Dal tadka from a road-side dhaba in Punjab or piping hot Sambar served in a typical Kerala thali over a pile of rice on a banana leaf! Both these dishes are extremely delicious but are poles apart. Funny enough, their base ingredients are almost similar but they taste vastly different... Reason - Tadka!
The proportion of spices in a Tadka, give the entire dish its taste and flavour. So, while a Punjabi Dal has a Hing-Jeera tadka to start with, Sambar has a typical mustard seed flavored tadka.
In India, there are over thousands of tadkas, depending upon the region, food & culture.

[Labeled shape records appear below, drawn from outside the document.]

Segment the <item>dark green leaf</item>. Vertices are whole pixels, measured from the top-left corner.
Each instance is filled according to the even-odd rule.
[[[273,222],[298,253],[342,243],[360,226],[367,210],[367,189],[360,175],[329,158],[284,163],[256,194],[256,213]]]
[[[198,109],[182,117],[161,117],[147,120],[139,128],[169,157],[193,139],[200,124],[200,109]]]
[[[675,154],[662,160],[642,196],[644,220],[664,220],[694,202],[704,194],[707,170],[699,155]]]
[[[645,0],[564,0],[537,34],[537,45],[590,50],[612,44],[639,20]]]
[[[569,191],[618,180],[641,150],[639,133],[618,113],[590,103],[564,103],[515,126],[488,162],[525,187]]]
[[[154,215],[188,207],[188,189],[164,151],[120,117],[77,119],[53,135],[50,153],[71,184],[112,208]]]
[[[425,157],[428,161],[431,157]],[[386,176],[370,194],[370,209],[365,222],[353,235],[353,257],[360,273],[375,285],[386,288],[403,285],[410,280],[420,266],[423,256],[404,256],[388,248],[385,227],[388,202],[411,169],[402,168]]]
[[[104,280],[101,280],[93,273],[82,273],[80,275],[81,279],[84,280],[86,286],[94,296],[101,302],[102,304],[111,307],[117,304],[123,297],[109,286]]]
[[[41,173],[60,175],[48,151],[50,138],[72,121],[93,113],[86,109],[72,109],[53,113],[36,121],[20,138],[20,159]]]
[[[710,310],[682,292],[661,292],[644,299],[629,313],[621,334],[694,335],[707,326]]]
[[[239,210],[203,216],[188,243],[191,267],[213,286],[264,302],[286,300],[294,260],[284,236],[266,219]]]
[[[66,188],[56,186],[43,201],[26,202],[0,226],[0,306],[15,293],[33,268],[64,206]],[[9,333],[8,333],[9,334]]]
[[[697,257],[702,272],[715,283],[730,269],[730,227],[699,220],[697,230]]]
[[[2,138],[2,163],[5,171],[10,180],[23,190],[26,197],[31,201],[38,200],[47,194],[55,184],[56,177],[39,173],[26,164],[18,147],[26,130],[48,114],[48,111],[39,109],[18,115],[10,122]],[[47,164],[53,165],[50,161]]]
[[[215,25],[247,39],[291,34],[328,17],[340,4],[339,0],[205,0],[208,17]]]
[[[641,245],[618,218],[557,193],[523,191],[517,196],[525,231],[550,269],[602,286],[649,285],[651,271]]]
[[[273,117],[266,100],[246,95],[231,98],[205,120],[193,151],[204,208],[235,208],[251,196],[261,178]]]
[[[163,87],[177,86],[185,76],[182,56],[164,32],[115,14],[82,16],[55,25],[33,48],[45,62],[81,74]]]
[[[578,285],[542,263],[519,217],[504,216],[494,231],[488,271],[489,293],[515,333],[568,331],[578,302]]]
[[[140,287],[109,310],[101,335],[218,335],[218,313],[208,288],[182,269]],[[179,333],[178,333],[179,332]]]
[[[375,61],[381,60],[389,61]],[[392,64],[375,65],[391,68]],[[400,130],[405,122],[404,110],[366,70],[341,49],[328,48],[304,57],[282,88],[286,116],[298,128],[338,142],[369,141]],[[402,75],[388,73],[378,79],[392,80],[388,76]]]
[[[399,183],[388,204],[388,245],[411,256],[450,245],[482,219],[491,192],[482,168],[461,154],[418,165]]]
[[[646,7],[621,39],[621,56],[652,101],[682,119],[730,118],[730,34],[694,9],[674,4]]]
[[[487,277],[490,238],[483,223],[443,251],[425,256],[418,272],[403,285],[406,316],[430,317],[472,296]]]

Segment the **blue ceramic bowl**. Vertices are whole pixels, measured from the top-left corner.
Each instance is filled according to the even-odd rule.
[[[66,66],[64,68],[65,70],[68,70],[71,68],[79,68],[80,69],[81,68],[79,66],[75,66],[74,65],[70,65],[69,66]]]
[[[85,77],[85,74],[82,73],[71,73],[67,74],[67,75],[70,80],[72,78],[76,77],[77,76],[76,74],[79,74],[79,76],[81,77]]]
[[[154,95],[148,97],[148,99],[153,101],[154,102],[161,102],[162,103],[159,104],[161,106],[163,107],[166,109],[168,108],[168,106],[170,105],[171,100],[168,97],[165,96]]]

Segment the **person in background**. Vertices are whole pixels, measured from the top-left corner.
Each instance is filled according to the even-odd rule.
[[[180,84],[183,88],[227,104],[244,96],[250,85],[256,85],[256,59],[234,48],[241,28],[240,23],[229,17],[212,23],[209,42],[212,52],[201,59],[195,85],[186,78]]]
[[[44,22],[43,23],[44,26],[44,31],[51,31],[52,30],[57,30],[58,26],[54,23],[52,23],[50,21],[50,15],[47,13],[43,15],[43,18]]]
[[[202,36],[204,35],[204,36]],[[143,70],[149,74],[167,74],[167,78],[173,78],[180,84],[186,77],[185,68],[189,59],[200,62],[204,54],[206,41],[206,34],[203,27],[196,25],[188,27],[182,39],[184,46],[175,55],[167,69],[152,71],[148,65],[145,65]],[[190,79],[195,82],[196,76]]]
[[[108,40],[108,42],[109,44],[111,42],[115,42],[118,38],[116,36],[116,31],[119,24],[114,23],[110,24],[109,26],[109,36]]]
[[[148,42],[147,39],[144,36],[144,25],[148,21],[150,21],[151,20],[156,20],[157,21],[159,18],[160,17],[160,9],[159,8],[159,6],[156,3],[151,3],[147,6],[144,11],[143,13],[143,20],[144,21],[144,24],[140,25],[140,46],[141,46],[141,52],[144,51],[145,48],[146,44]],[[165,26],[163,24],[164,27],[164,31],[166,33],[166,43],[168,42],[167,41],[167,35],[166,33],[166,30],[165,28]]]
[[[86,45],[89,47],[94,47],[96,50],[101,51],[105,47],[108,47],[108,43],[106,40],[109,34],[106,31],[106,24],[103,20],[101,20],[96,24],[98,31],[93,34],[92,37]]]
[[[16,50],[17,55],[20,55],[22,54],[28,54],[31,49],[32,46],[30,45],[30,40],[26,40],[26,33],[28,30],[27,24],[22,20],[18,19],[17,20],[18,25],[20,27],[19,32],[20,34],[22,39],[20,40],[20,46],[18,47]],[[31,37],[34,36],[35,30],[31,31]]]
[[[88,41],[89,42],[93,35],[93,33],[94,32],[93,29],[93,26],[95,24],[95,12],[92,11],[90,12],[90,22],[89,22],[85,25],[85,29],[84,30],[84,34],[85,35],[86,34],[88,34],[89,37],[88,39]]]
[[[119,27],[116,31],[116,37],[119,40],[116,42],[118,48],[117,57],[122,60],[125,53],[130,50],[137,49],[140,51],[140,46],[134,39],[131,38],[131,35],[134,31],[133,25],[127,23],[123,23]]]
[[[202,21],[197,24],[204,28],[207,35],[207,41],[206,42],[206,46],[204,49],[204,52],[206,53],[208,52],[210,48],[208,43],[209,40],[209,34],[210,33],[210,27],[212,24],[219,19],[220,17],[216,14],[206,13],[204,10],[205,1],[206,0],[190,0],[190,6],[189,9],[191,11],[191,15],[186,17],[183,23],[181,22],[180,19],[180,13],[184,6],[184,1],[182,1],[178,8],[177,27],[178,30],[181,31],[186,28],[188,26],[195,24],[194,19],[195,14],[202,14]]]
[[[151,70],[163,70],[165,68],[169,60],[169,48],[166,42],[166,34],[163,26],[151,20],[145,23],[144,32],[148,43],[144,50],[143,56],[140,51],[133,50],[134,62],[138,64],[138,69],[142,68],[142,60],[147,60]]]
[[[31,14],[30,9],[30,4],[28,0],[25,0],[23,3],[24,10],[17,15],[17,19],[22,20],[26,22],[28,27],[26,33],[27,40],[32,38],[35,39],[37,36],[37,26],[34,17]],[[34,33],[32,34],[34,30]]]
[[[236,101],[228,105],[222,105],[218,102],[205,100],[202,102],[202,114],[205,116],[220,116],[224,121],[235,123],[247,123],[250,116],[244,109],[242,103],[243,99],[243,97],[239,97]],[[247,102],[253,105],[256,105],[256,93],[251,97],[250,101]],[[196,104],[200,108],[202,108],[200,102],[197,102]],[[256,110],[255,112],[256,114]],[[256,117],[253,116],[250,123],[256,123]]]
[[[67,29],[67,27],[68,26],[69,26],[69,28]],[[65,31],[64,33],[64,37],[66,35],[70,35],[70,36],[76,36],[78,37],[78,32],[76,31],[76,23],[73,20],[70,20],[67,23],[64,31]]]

In fact, tadka is sometimes so personal that different families of the same culture may change recipes and adapt it according to their individual taste.
Even though there is so much diversity, one can still see a trend in the way regional tadkas are made. Lets look at Bengali cuisine - where almost every dish starts or ends with Panchphoron - a combination of radhuni, mustard, nigella seeds, fennel & fenugreek seeds. Or a Gujarathi cuisine which has a classic combination of Jeera, mustard, chilly & curry leaves in almost all dishes. A typical North Indian dish has a typical Hing- jeera tadka while a South Indian dish will have a mustard, chilly & curry leaf tadka!
These tadkas developed differently over time & have been influenced by the region, temperature, living conditions & of course the spices that grow locally. Many traditional families believe that only the lady of the house should make the Tadka as it defines the entire taste of the dish & thus keeps their culture alive.